EURO-REPORTAGES - FLORENCE

Résurrection menacée à Lucca

Texte et photos : Claire Roekens - Institut St-André de Ramegnies-Chin

Septembre 1996

 

 

A 80 km de la fourmillante Florence, Lucca est une petite ville paisible et accueillante. Elle offre jusqu’au 30 septembre prochain une superbe exposition de sculptures en bois polychromes: «L’art retrouvé»

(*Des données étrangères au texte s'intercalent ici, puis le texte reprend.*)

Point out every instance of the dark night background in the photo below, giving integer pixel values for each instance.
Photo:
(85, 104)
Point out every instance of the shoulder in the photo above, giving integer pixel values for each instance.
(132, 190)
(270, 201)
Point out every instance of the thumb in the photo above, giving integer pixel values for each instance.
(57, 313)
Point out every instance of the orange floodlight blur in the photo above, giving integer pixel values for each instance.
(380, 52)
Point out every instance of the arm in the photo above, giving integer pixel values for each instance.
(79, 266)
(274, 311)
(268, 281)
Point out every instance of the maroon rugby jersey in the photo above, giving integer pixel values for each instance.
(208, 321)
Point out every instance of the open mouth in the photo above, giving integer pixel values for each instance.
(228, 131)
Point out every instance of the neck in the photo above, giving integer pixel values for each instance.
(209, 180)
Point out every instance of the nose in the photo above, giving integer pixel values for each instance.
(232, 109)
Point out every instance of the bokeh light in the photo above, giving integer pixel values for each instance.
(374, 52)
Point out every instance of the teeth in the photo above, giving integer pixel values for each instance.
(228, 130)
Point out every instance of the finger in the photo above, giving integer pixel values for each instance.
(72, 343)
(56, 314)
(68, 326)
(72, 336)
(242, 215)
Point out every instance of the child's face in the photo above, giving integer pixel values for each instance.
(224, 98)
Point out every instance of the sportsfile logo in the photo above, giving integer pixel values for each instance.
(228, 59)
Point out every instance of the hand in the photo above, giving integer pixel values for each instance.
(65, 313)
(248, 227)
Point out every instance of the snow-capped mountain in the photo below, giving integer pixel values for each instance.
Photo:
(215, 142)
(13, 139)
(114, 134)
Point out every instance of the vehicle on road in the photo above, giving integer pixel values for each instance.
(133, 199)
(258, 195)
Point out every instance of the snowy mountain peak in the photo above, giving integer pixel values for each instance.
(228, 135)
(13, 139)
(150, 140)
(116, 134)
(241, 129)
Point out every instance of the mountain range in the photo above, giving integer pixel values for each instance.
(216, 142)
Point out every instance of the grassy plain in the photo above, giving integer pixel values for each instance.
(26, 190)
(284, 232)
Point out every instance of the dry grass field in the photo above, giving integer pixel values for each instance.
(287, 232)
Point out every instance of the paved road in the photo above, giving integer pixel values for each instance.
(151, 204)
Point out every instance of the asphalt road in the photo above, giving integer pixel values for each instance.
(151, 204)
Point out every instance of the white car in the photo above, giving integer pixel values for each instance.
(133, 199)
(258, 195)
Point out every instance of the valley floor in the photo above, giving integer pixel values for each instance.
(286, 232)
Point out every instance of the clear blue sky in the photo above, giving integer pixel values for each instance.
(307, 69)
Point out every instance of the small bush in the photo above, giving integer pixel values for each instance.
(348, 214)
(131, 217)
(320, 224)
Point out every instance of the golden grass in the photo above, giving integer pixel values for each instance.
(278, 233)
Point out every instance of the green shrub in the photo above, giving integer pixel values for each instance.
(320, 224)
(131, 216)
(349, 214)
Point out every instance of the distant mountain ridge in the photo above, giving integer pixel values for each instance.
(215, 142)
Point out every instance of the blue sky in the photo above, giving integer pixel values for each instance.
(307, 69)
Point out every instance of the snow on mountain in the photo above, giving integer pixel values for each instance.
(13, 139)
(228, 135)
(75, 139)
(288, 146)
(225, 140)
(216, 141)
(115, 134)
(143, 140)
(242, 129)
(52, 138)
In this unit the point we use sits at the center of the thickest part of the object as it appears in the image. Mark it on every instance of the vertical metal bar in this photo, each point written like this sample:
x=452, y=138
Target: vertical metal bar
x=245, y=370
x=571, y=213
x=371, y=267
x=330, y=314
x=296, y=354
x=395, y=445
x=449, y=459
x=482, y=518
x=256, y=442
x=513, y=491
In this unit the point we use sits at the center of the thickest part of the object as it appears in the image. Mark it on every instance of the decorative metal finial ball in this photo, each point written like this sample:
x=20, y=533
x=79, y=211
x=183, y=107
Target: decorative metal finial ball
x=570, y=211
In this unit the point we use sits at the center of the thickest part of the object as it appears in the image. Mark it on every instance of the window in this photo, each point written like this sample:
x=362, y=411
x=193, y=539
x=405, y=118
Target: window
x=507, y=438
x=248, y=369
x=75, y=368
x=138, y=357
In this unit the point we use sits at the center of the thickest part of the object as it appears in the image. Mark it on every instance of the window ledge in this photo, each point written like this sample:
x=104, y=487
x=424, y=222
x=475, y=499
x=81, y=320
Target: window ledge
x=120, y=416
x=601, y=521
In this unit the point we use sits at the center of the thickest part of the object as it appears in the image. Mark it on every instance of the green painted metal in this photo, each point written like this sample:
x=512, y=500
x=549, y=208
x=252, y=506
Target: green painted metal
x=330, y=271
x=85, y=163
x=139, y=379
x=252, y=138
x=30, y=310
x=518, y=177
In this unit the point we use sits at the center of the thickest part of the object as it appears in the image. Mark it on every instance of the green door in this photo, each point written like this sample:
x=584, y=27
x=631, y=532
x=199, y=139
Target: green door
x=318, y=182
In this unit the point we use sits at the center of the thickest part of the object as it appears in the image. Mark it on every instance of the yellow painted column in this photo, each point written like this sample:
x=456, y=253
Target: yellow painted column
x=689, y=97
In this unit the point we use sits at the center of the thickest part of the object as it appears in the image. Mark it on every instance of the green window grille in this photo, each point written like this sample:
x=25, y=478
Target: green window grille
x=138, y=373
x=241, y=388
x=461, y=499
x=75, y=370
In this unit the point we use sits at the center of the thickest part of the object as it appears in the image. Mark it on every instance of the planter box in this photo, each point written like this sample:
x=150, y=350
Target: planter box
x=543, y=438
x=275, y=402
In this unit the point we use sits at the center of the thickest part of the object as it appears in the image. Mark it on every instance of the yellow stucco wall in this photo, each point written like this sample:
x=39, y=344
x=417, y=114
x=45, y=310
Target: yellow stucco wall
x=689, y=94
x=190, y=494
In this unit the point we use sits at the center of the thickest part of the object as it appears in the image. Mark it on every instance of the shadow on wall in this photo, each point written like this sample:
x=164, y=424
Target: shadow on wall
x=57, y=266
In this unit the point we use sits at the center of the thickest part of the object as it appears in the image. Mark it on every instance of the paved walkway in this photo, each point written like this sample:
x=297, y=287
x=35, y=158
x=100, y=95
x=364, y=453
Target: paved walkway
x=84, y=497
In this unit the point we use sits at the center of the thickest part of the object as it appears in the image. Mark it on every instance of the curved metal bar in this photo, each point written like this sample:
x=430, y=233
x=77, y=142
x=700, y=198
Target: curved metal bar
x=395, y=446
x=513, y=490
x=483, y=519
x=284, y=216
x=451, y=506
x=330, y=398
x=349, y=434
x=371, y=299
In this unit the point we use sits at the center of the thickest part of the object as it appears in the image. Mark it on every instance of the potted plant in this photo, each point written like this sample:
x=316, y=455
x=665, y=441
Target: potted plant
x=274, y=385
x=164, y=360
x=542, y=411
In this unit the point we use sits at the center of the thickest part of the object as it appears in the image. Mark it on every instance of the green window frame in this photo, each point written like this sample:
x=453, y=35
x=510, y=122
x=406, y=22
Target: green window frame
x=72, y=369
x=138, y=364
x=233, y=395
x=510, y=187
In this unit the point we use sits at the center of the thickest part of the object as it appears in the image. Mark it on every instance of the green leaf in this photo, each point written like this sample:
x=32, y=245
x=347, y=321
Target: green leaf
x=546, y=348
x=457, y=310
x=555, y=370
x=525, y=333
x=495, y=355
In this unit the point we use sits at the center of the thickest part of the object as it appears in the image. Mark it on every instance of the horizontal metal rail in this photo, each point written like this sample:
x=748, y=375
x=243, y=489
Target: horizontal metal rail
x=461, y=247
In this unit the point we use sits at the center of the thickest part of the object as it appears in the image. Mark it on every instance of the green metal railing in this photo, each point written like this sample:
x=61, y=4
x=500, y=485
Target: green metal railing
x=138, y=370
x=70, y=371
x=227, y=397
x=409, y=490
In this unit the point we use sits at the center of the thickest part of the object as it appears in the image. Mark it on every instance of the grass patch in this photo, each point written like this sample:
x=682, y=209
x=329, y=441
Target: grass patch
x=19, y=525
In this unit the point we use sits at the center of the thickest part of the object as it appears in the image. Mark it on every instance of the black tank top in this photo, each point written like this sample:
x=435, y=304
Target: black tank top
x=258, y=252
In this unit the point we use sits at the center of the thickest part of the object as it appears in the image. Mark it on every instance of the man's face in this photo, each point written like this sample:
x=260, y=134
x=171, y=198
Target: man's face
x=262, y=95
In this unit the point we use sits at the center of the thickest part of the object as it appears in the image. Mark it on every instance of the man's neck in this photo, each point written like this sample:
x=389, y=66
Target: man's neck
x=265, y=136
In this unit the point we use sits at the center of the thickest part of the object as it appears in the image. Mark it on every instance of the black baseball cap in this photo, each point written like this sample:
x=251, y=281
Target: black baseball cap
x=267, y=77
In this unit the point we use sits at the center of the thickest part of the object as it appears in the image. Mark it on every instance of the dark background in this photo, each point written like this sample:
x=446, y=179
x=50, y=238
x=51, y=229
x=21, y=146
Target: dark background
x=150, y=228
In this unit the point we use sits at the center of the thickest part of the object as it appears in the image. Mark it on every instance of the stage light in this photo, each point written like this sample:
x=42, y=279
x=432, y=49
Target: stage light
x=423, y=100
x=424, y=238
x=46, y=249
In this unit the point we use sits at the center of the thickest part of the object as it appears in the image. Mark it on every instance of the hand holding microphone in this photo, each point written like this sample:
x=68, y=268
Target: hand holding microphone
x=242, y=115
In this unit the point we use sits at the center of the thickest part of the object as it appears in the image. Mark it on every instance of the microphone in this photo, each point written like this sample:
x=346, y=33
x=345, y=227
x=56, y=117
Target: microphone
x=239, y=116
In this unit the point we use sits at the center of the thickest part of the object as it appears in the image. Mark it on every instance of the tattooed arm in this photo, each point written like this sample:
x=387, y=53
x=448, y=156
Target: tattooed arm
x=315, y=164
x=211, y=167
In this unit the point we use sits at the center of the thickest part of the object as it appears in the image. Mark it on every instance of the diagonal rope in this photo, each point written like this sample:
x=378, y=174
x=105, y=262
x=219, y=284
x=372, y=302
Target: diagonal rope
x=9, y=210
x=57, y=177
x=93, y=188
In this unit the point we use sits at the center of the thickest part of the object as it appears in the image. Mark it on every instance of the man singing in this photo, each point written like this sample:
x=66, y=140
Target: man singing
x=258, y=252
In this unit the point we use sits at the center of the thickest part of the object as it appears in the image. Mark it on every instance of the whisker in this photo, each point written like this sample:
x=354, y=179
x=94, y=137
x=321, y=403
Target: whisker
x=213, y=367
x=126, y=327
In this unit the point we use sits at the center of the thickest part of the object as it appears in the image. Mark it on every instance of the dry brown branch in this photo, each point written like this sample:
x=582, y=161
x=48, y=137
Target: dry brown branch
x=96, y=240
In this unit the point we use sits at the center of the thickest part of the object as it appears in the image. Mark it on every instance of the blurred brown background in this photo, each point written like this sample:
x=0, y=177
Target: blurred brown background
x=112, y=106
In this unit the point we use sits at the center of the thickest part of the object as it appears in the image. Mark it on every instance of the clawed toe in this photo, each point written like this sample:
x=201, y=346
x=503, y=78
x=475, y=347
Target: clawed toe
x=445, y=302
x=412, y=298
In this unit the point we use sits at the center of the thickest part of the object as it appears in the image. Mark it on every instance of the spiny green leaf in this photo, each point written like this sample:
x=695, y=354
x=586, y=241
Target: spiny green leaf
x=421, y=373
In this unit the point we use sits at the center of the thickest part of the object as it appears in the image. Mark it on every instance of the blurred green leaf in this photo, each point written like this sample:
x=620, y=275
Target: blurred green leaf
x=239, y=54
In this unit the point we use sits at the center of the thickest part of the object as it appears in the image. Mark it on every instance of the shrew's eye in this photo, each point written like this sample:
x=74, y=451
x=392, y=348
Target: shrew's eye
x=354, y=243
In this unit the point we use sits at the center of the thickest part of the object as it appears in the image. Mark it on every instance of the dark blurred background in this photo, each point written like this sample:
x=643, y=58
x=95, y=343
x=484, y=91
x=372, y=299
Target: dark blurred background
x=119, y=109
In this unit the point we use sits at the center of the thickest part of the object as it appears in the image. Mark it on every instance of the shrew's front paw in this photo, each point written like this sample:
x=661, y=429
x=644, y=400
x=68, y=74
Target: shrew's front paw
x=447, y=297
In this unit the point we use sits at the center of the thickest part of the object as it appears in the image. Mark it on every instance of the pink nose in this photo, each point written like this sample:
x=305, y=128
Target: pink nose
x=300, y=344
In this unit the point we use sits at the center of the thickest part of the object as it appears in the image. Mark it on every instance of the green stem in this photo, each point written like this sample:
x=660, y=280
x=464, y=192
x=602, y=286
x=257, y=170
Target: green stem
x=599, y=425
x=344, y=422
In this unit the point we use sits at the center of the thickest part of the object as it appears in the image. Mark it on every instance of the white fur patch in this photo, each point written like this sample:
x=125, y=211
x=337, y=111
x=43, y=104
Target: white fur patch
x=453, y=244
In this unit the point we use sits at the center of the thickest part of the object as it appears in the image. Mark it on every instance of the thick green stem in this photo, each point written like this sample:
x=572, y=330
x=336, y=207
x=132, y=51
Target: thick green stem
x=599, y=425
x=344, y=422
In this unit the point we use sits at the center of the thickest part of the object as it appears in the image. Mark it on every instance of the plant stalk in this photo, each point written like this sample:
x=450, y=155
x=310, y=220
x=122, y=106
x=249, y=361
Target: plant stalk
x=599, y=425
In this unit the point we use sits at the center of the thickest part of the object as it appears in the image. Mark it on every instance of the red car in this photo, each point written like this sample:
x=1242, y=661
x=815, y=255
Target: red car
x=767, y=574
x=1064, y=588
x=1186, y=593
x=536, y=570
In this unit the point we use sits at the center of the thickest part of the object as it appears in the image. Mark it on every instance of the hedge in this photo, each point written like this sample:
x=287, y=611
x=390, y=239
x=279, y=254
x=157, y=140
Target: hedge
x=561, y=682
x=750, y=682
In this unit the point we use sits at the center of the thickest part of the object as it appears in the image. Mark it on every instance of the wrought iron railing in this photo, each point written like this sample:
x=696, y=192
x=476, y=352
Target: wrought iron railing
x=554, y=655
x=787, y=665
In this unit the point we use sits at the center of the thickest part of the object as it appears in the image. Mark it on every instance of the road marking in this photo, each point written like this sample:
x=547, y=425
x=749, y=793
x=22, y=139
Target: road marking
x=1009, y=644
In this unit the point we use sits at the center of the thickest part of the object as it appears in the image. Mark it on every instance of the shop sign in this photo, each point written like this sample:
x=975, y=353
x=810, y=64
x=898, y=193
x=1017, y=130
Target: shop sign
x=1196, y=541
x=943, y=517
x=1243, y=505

Cette exposition a ouvert ses portes le 16 décembre 95, après 20 ans de travail et de passion. 20 ans pour, tout d’abord, ratisser la Toscane et recueillir parfois dans des conditions de conservation déplorables des statues datant du XIIe au XVe siècles. 20 ans pour accueillir ces âmes maculées et leur rendre leur beauté originelle par mille et un procédés. 20 ans pour aller en quête de fonds et de lieu, d’autorisations et de soutiens à l’exposition.
C’est grâce à la surintendance de Pise, chapeautée par l’Etat italien, que cette opération a pu être menée à bien, mais aussi grâce à des fonds destinés à restaurer les murailles de la ville et grâce à une banque de la région.
Le but des restaurateurs réside en la restitution de l’esprit de l’artiste du moyen âge ou de la Renaissance.
En effet, au cours des siècles, ces œuvres ont été remises au goût du jour et donc repeintes tous les 60 ou 70 ans.
C’est ainsi que Marco Gazzi, restaurateur à la Villa Guinigi de Lucca, a parfois ôté plus de dix couches de peinture de ces statues. Celles-ci ont été sculptées au moyen-âge par des artistes toscans dans du bois de peuplier, cerisier ou tilleul à l’aide d’outils rustiques. Les sujets et les couleurs varient et évoluent au fil des siècles. Vierges à l’enfant, crucifix et portraits ont été mutilés, bafoués, humiliés dans leur identité pour plaire au public du moment.
Marco veut aujourd’hui rendre à ces œuvres ce que le sculpteur leur a offert, les formes, les attributs et les couleurs de leur naissance.
Pour ce faire, Marco et son assistante Laura ont recours à des techniques modernes. Les statues sont soumises à des analyses chimiques, des carottages très minutieux qu’on appelle stratigraphie pour déterminer le nombre de couches de peinture et de plâtre à enlever. Ils procèdent alors au nettoyage de la statue au moyen de bistouris et de solvants.
C’est dans un souci d’authenticité absolue que les restaurateurs rendent aux visages ce qu’il leur reste de leur enfance.

Il avait les yeux bleus

Au cœur de cette fabuleuse collection figure un flamand, Santo Vescovo. Sculpté au XIIIe siècle en chêne massif, il a fait l’objet d’un échange de la Toscane avec les Flandres. Arrivé à Lucca au XVIIe, il est déchargé de son bagage toujours inconnu et introuvable, et dépouillé de son nom. Lucca en fait son saint patron, San Paolin.
Ses yeux bleus et son teint pâle, témoignages de ses origines nordiques, sont assombris pour certifier ses nouvelles racines. On l’affuble alors de l’emblème de la ville, la cathédrale de Lucca. Au fil des semaines, les artisans ont rendu à Santo Vescovo sa dignité d’antan.

Le devenir du beau

La question de la conservation des œuvres reste ouverte. Ainsi, pour les splendides bois polychromes exposés à Lucca jusqu’au 30 septembre, demeure l’angoisse de l’après-expo. En effet, les témoignages de la beauté d’hier sont menacés par l’oubli et l’anonymat jusqu’à l’agonie s’ils sont à nouveau livrés à l’humidité des greniers où ils ont séjourné longuement.
Une exposition et un travail que l’avenir interroge...
Dans quelques jours, les statues seront confrontées au temps.